The process involves several structured steps, usually carried out in an endoscopy unit:
1. Preparation: The patient fasts for several hours prior. Sedation or anesthesia is administered.
2. Endoscope Insertion: A flexible endoscope fitted with a transparent cap and ligation device is inserted through the mouth into the esophagus.
3. Varix Identification: Bleeding or high-risk varices are visualized and targeted.
4. Suction and Banding: The varix is sucked into the banding chamber and a small rubber band is deployed around its base.
5. Repeat Ligation: Multiple bands may be placed depending on the number and size of varices.
6. Post-Procedure Care: The patient is monitored for a few hours, with vital signs and bleeding assessed.

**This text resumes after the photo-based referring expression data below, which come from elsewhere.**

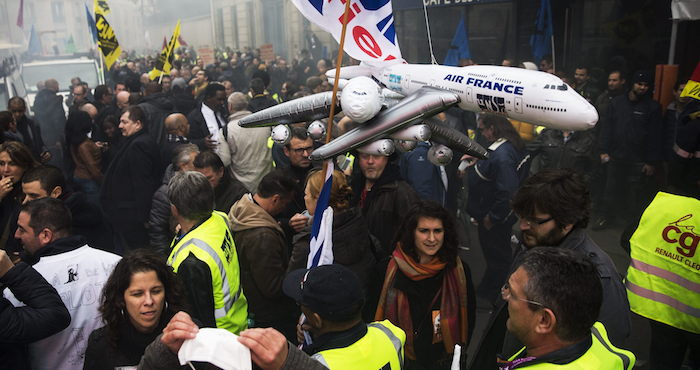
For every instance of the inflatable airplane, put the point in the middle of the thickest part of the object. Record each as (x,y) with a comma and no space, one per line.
(395,105)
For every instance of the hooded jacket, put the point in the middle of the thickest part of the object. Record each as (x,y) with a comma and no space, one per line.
(263,256)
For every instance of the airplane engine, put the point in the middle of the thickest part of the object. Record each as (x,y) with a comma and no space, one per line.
(383,147)
(405,145)
(439,155)
(281,134)
(361,99)
(413,133)
(316,130)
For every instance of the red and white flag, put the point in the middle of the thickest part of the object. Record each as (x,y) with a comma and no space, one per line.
(371,36)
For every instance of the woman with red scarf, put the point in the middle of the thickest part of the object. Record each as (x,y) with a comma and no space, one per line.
(427,289)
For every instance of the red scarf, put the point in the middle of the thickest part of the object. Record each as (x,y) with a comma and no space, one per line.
(393,303)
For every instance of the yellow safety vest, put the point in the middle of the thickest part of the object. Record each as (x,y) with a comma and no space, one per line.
(663,280)
(212,243)
(602,355)
(381,346)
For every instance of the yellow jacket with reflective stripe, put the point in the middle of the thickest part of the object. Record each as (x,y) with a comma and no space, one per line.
(663,280)
(381,346)
(212,243)
(602,355)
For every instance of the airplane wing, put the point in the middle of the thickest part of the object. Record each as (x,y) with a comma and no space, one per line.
(454,139)
(424,103)
(308,108)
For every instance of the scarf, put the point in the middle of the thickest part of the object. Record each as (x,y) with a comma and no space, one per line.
(393,303)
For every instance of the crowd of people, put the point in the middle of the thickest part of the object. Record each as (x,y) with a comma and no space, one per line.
(145,213)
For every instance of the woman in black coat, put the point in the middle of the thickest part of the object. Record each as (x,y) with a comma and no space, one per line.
(140,297)
(130,181)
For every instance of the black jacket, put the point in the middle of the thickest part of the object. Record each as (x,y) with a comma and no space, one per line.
(49,113)
(160,225)
(550,150)
(632,130)
(44,314)
(385,205)
(31,134)
(157,107)
(130,181)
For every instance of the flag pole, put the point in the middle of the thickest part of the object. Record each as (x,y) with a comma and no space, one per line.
(339,61)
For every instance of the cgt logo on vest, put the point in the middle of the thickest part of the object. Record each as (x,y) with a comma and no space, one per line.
(683,235)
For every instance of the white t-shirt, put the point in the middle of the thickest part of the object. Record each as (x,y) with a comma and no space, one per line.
(78,276)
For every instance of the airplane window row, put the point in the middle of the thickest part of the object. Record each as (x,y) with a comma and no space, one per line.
(546,108)
(553,87)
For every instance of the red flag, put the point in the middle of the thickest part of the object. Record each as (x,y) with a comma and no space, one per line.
(20,15)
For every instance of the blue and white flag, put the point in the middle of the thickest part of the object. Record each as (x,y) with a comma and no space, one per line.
(321,245)
(371,35)
(91,24)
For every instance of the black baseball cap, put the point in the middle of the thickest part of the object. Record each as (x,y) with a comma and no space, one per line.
(332,291)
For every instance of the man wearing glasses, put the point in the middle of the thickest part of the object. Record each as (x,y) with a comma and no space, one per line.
(554,208)
(553,299)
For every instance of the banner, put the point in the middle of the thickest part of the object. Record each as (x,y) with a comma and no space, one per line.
(165,59)
(106,39)
(371,36)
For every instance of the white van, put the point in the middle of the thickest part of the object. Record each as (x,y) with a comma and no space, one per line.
(62,70)
(11,83)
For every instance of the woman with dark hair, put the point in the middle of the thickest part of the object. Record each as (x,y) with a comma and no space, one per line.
(427,288)
(138,300)
(15,160)
(85,154)
(492,185)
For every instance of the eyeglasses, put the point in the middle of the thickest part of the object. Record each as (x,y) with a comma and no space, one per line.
(505,294)
(302,150)
(535,221)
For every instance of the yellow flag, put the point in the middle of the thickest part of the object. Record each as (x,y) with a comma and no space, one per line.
(692,88)
(106,39)
(165,59)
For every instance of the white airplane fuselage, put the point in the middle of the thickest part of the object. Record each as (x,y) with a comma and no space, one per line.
(530,96)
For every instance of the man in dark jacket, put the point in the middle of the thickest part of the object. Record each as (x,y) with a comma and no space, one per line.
(208,117)
(260,100)
(227,189)
(157,106)
(160,225)
(382,196)
(49,114)
(44,313)
(31,133)
(553,206)
(264,252)
(48,181)
(631,143)
(129,183)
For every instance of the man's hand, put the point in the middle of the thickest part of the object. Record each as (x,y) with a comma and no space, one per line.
(487,223)
(5,263)
(268,347)
(45,156)
(180,328)
(298,222)
(210,143)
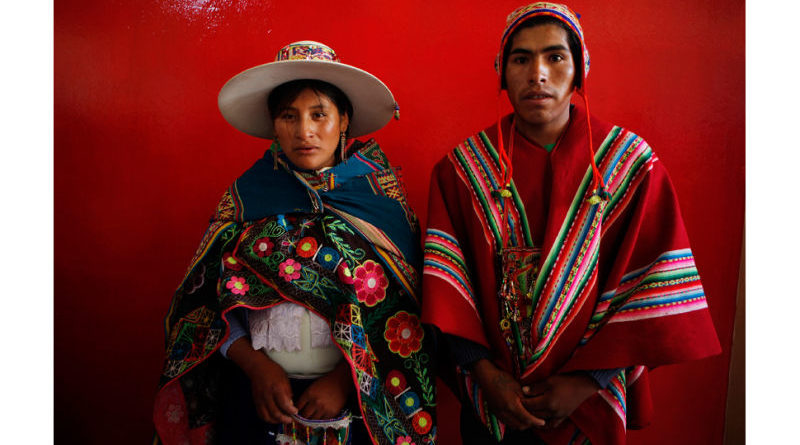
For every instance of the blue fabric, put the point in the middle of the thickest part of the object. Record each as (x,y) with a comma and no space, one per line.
(265,191)
(237,319)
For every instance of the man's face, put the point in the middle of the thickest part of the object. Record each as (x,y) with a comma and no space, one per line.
(539,75)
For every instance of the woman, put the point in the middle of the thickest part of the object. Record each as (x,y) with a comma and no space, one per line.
(306,280)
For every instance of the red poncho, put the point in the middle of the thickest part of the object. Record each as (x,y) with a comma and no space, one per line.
(584,285)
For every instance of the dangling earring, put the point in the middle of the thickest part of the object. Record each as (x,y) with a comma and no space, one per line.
(275,147)
(342,147)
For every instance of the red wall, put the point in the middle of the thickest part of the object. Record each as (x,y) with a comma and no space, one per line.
(142,155)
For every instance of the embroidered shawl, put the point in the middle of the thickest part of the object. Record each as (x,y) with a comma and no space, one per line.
(612,284)
(344,244)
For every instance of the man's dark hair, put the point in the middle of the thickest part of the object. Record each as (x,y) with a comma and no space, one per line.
(284,94)
(572,40)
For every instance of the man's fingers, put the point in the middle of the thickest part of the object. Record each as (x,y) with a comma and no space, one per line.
(524,417)
(536,389)
(285,404)
(276,411)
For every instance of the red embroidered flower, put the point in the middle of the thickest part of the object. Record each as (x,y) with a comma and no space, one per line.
(404,333)
(263,247)
(237,285)
(289,270)
(307,247)
(422,422)
(404,440)
(370,283)
(345,274)
(230,262)
(395,382)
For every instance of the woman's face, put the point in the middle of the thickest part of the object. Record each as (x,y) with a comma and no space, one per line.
(308,130)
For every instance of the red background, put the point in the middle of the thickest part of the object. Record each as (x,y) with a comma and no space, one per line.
(142,155)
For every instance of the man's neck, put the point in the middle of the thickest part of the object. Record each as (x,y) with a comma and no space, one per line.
(544,134)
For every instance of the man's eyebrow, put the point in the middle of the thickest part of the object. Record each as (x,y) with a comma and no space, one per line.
(548,49)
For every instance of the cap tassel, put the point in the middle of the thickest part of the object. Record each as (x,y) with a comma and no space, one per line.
(598,184)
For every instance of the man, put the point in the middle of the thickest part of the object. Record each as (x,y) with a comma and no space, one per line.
(556,260)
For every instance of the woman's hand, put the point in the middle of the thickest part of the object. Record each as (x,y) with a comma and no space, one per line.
(504,396)
(272,393)
(556,397)
(326,397)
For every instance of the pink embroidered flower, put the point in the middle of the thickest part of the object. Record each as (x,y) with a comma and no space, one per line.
(404,333)
(395,382)
(290,270)
(422,422)
(237,285)
(370,283)
(307,247)
(230,262)
(404,440)
(345,275)
(263,247)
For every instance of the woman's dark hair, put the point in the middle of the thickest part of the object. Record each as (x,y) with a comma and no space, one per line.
(284,94)
(572,40)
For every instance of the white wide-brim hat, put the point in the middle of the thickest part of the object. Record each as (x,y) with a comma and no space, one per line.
(243,99)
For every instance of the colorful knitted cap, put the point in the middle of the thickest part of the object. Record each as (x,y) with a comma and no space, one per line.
(543,9)
(565,15)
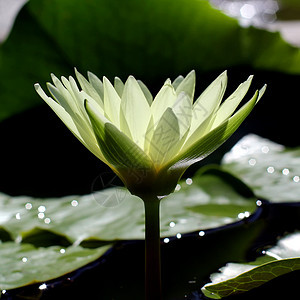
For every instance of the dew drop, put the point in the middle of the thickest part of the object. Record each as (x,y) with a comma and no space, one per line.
(47,221)
(172,224)
(247,214)
(43,286)
(241,216)
(41,215)
(265,149)
(42,208)
(285,171)
(178,187)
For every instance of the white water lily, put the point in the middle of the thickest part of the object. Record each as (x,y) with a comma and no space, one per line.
(148,142)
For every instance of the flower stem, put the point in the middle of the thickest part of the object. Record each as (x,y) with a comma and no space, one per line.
(152,248)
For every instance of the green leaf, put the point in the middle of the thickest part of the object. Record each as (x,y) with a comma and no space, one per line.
(239,278)
(271,170)
(23,264)
(52,37)
(196,205)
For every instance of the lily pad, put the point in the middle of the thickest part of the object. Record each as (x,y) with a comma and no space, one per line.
(208,200)
(23,264)
(238,278)
(270,169)
(118,38)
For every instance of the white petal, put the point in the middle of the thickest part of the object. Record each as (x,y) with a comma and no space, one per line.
(228,107)
(187,85)
(165,98)
(112,103)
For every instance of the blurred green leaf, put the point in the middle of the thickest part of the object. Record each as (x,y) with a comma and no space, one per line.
(270,169)
(152,40)
(23,264)
(197,206)
(239,278)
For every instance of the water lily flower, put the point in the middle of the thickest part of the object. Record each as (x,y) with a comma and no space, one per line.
(147,142)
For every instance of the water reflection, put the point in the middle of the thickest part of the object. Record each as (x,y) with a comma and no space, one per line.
(285,171)
(74,203)
(42,209)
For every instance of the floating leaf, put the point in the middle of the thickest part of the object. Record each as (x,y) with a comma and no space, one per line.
(198,205)
(270,169)
(238,278)
(23,264)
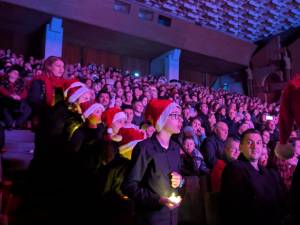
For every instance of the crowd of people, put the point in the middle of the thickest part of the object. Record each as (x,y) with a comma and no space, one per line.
(98,131)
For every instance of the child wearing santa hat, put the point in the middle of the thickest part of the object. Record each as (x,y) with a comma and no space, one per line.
(86,140)
(116,204)
(288,117)
(153,174)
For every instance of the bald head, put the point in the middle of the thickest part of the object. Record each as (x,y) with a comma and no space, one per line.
(221,130)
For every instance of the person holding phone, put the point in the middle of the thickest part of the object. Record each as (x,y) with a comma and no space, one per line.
(153,177)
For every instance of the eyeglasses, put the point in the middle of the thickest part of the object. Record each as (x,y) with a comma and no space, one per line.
(175,116)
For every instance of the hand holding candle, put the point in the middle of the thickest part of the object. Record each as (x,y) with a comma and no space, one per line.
(175,199)
(171,202)
(176,179)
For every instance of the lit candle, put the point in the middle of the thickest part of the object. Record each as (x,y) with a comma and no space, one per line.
(175,199)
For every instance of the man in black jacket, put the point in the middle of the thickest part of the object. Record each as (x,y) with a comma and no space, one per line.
(153,174)
(251,194)
(213,146)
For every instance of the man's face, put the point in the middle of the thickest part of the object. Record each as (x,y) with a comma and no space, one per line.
(232,150)
(117,125)
(186,113)
(196,125)
(85,97)
(57,68)
(266,137)
(129,96)
(222,131)
(139,107)
(95,118)
(104,99)
(231,114)
(149,131)
(271,125)
(204,109)
(129,114)
(297,148)
(189,145)
(13,76)
(252,146)
(174,122)
(243,128)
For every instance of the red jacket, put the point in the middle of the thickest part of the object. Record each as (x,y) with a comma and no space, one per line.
(11,90)
(216,175)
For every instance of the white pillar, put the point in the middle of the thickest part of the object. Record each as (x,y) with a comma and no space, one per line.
(54,38)
(167,64)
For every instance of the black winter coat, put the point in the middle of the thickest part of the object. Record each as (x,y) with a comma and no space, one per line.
(149,178)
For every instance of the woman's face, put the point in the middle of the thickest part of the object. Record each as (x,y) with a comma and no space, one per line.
(57,68)
(13,76)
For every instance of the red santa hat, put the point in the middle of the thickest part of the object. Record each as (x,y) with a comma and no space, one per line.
(157,112)
(111,115)
(73,94)
(130,137)
(72,84)
(289,115)
(88,108)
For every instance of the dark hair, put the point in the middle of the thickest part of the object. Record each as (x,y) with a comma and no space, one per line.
(188,138)
(127,107)
(48,63)
(249,131)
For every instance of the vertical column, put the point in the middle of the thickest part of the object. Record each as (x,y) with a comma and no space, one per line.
(167,64)
(249,81)
(54,38)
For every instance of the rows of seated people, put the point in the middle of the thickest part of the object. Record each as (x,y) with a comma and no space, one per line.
(76,144)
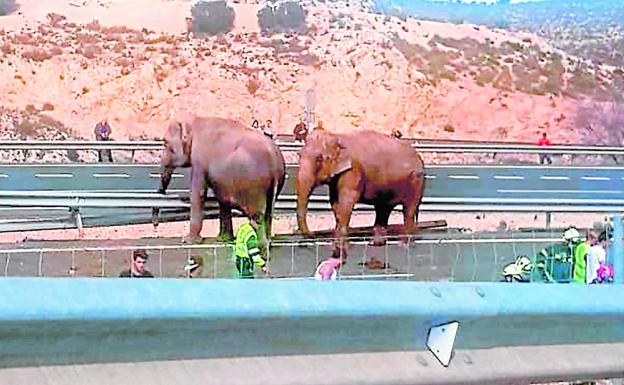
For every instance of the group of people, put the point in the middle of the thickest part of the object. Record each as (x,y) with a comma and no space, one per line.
(247,256)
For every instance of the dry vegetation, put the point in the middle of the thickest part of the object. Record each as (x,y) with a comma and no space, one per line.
(368,71)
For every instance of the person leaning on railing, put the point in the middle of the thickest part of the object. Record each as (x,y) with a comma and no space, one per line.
(102,132)
(543,141)
(137,266)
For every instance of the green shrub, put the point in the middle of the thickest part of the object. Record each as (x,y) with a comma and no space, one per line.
(7,6)
(212,17)
(285,16)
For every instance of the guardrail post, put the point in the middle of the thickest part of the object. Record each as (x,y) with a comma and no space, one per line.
(617,249)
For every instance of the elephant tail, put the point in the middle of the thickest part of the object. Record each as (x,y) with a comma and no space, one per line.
(272,196)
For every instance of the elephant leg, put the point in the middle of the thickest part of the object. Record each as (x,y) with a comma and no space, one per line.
(198,191)
(382,215)
(410,219)
(226,231)
(259,221)
(342,211)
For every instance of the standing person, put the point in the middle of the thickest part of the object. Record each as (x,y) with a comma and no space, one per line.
(247,251)
(193,267)
(255,125)
(328,269)
(102,132)
(300,131)
(137,267)
(580,249)
(596,257)
(397,134)
(268,129)
(543,141)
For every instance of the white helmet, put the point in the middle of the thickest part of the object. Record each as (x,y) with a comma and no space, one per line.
(571,235)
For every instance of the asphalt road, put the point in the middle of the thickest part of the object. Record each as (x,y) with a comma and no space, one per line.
(124,194)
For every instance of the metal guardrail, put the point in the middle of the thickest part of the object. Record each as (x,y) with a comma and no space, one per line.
(289,145)
(447,189)
(287,331)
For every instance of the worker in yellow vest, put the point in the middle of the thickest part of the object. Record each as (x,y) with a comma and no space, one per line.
(247,251)
(579,248)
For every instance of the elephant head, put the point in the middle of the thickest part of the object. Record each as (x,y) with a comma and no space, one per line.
(178,139)
(177,153)
(323,158)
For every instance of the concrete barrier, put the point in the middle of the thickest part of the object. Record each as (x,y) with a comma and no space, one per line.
(234,328)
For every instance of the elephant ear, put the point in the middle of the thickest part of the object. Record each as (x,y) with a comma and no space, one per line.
(342,160)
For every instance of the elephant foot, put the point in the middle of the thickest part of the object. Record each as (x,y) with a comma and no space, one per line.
(378,242)
(378,237)
(304,233)
(155,217)
(192,239)
(225,237)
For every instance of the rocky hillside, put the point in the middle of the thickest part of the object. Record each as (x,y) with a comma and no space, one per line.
(429,79)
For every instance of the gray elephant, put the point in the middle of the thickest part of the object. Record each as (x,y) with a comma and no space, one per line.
(244,168)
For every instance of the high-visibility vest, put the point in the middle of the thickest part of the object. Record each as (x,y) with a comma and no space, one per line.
(579,273)
(246,250)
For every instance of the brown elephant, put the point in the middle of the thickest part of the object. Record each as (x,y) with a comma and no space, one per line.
(244,168)
(361,167)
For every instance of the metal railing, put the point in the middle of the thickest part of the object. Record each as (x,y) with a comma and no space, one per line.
(288,145)
(451,257)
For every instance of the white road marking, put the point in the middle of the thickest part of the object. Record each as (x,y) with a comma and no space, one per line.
(546,177)
(595,178)
(54,175)
(111,175)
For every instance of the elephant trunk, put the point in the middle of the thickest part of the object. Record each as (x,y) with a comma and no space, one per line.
(165,179)
(305,185)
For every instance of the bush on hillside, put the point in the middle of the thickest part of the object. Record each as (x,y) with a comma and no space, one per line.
(285,16)
(7,6)
(212,17)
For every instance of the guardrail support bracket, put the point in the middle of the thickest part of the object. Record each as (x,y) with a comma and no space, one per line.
(441,340)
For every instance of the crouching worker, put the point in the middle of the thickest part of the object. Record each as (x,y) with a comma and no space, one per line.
(518,271)
(328,269)
(247,251)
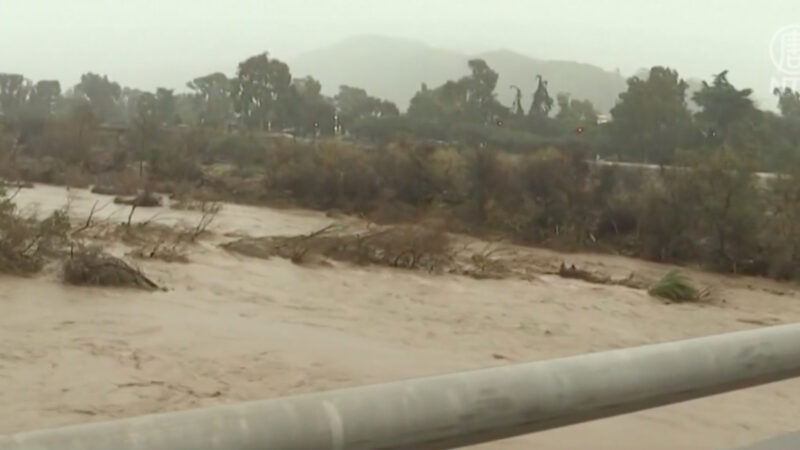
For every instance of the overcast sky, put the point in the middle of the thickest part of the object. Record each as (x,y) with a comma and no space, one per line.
(146,43)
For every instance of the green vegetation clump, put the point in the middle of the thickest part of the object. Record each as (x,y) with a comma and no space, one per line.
(539,173)
(676,287)
(25,241)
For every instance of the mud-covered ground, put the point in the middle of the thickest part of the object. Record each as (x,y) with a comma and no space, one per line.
(229,327)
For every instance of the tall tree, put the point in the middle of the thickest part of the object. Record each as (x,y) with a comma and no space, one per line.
(542,102)
(354,104)
(574,111)
(516,107)
(722,104)
(44,97)
(651,118)
(261,91)
(788,102)
(213,96)
(165,106)
(103,96)
(14,89)
(312,113)
(480,90)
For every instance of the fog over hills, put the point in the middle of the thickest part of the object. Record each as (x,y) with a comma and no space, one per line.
(395,68)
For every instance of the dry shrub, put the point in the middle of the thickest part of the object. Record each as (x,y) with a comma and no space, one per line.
(403,247)
(91,266)
(75,176)
(145,199)
(327,175)
(125,183)
(162,250)
(26,242)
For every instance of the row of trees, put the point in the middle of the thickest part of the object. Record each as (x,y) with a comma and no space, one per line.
(262,95)
(651,121)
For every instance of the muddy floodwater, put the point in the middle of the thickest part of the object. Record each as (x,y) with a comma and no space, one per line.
(230,328)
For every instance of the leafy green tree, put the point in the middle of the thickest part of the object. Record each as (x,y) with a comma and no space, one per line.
(542,102)
(354,104)
(44,97)
(788,102)
(722,104)
(103,95)
(516,107)
(165,106)
(261,91)
(480,86)
(651,118)
(14,89)
(573,112)
(146,123)
(312,113)
(42,103)
(212,99)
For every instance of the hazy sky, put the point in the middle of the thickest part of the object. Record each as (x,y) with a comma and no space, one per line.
(145,43)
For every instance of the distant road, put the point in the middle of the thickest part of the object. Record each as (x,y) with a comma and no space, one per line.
(600,162)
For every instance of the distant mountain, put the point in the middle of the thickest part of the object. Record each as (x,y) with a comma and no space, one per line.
(395,68)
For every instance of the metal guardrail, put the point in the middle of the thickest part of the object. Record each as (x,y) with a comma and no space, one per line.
(457,409)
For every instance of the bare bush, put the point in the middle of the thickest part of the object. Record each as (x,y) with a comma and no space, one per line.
(26,242)
(145,199)
(91,266)
(402,247)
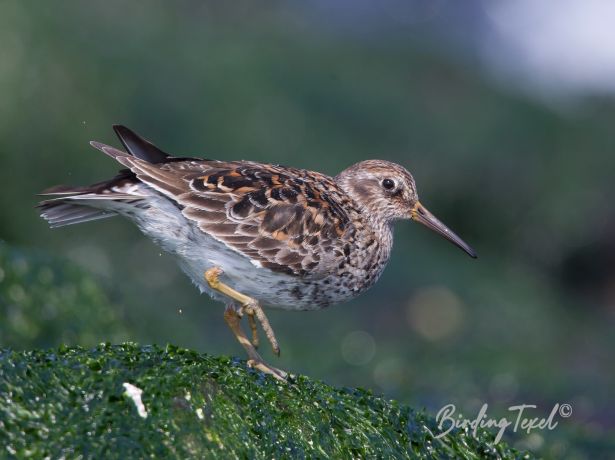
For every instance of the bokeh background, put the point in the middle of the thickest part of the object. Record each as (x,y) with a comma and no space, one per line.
(503,111)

Post-Procedure Expectations and Follow-Up
Common Mild Symptoms:
· Sore throat
· Chest discomfort
· Difficulty swallowing (dysphagia)
· Bloating or mild nausea
These symptoms usually resolve within 24–48 hours. Most patients are discharged the same day or the next morning.
Post-Procedural Advice:
· Eat soft foods and avoid very hot, spicy, or coarse-textured foods for a few days
· Avoid NSAIDs or alcohol that could irritate the digestive lining
· Take prescribed medications, including beta blockers, as directed
Follow-Up Strategy:
· Repeat endoscopy every 2–4 weeks until varices are eradicated
· Surveillance endoscopies every 6–12 months thereafter to monitor for recurrence
· Address underlying liver disease and portal hypertension
Rare Complications:
While EBL is generally safe, some complications may occur:
· Ulcer formation or delayed bleeding at the ligation site
· Esophageal strictures with multiple sessions
· Band misplacement or premature sloughing
· Aspiration or sedation-related issues
Prompt follow-up and expert performance reduce the risk of serious events.
Conclusion
Endoscopic band ligation is a cornerstone treatment in the management of esophageal varices related to liver cirrhosis and portal hypertension. It offers a safe, effective, and minimally invasive method to control and prevent life-threatening gastrointestinal bleeding.
When applied as part of a comprehensive care plan—including pharmacologic therapy, liver disease management, and ongoing surveillance—EBL significantly reduces the risk of hemorrhage, improves long-term outcomes, and enhances the quality of life for patients with advanced liver disease.
As a proven, first-line approach, endoscopic band ligation continues to play a vital role in modern hepatology and gastrointestinal endoscopy.